Para no pocos analistas, los Acuerdos representan la reforma política más importante de El Salvador y el punto de partida para la construcción de nuestra aún incipiente democracia. Pero no solo constituyeron un hito histórico nacional, sino también se convirtieron en un referente a nivel internacional. Con el caso salvadoreño, la ONU se estrenó en la mediación en un conflicto interno, y para la Organización la experiencia fue tan exitosa que la ha replicado en diversos lugares del planeta. El secretario general de las Naciones Unidas, Ban Ki-moon, dijo en su visita al país hace un año que los Acuerdos de Paz fueron un legado de El Salvador para el mundo.

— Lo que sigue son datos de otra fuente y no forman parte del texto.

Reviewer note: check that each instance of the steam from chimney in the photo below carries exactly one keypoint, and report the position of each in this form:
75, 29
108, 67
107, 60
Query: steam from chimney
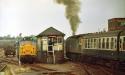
72, 13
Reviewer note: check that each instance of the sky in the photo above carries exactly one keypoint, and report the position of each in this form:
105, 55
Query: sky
31, 17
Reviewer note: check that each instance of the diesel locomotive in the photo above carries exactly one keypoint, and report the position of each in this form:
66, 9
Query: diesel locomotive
27, 51
105, 46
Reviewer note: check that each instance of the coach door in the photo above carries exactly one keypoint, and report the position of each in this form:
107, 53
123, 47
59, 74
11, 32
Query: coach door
50, 43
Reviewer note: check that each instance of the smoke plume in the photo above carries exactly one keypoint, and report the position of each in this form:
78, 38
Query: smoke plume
72, 13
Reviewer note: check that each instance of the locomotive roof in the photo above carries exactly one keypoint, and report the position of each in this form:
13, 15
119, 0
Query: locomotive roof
50, 32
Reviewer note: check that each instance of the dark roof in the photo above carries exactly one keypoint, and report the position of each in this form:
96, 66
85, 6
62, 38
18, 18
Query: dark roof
98, 34
51, 31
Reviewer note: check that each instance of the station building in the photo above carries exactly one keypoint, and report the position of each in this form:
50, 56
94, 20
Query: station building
51, 46
116, 24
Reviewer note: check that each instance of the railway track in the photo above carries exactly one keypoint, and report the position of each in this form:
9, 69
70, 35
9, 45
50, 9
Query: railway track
96, 70
37, 68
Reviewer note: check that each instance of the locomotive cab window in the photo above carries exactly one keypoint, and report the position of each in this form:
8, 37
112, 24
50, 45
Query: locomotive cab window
123, 43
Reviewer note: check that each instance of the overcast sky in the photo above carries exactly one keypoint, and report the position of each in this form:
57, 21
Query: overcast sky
34, 16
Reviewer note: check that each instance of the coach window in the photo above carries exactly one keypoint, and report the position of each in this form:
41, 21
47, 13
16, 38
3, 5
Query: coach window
99, 43
94, 43
103, 43
120, 43
91, 43
112, 44
115, 42
107, 43
85, 43
88, 43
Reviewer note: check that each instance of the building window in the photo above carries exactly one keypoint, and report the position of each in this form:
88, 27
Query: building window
60, 39
103, 43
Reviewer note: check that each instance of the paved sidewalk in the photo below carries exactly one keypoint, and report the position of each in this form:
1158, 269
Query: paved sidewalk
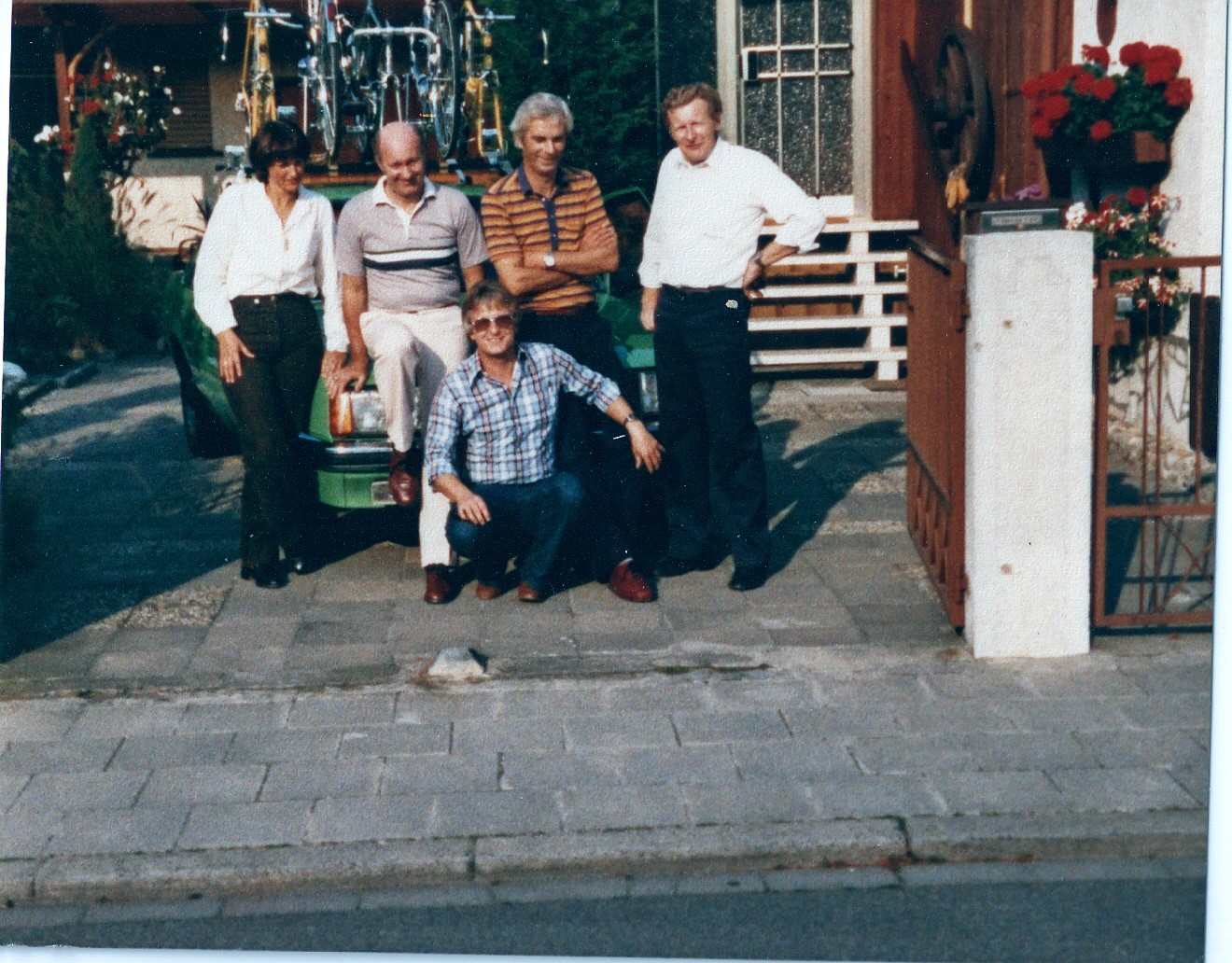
172, 732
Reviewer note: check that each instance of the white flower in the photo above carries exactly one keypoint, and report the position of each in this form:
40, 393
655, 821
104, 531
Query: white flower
1074, 213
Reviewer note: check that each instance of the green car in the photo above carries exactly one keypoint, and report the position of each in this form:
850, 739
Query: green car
346, 440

Sin embargo, no tardamos mucho en comprobar que el silencio de los fusiles no trajo la paz anhelada. La guerra dejó de ser la dinámica decisoria de la suerte del país para dar paso a la política y los políticos. Para las élites, el cese del conflicto se constituyó en la oportunidad para implementa reformas neoliberales que consolidaron su poder económico. 24 años después, la derecha lee los Acuerdos de Paz como el fin de un período oscuro, sin profundizar en las causas del levantamiento armado. Para el FMLN, la insurrección fue necesaria para lograr cambios largamente postergados. Pero el hecho incuestionable de que los Acuerdos no pacificaron a nuestra sociedad obliga a aceptar que algo faltó o falló en ellos.
Que el país destaque a nivel mundial por su tasa de homicidios no es producto solo de la coyuntura ni de la responsabilidad del Gobierno de turno; obedece a causas estructurales que no han sido enfrentadas. La impunidad de los crímenes de lesa humanidad perpetrados antes y durante el conflicto, preferir el olvido a la verdad, la justicia y la dignificación de las víctimas, no ha permitido cerrar las heridas de la guerra. Además, mientras la mayoría de la población no tenga oportunidad de vivir dignamente y se le excluya de los beneficios del desarrollo, no habrá paz. Ya lo dijo Ban Ki-moon hace un año: “Para consolidar la paz, hay que resolver problemas estructurales como la desigualdad y la exclusión”. La situación crítica que vivimos amerita un esfuerzo tan grande como el que se hizo hace 24 años. Es necesario que todos los sectores unan energías y supediten sus agendas e intereses al logro de la paz. Teniendo clara la lección: si no se tocan las raíces de donde brota la desigualdad y la impunidad, toda acción será estéril.